That promotion came with its own particular pressure. I was barely older than the players on the field. Coaches had thirty years of experience and zero patience for a kid in an umpire's uniform second-guessing himself. Fans in the stands were loud and opinionated. Parents had emotional investments in every close play. And every call I made was final — public, irreversible, and immediately contested by someone.
What I figured out pretty quickly is that authority on a baseball field isn't handed to you by a title. It's built, call by call, through consistency and composure. A hesitant call invites argument. A clear, immediate, unwavering call — even one the coach hates — commands a different kind of respect. I learned to stand my ground not out of stubbornness but because backing down from a correct call is the fastest way to lose the field for the rest of the game.
I also learned something about conflict resolution that no classroom teaches well: you can lower the temperature without giving up the call. A coach who storms out of the dugout needs to feel heard. If you listen, acknowledge the frustration, and then explain your reasoning calmly and plainly, most arguments end faster — and the coach goes back to the dugout knowing you're not going to be pushed around. That balance between firmness and de-escalation is something I used regularly, and it's something I think about a lot now when I consider what a litigator does in adversarial settings every day.
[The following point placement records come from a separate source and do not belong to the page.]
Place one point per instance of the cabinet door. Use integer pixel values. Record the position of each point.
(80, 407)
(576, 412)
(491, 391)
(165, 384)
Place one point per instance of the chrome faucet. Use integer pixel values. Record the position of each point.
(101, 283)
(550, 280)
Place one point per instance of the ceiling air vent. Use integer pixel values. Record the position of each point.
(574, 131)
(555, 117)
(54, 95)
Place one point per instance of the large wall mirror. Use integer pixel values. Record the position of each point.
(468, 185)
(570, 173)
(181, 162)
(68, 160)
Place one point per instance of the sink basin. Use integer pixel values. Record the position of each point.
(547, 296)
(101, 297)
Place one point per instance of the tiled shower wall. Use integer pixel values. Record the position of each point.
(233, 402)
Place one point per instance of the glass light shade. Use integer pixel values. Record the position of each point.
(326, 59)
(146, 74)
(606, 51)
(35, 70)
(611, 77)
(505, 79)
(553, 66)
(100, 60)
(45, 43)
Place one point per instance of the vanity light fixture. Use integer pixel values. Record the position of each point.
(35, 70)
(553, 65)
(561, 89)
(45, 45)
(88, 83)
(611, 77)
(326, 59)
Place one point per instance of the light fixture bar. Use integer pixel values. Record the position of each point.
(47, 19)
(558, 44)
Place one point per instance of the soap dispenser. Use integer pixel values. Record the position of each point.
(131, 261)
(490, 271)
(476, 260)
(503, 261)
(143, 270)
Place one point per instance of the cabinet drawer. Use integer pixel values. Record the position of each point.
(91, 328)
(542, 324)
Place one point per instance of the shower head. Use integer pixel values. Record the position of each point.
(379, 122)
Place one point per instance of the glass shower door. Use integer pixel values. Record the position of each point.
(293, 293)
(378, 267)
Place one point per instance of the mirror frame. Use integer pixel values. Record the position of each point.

The Tennessee State Games were the high point of those three years. That's a showcase event for Tennessee's top senior talent — college scouts in the stands, families who have invested years in their kids' careers, coaches with reputations on the line. The pressure is real and immediate. Getting selected to officiate meant someone trusted me to handle it, and handling it required everything I had built over three years of working up to that stage.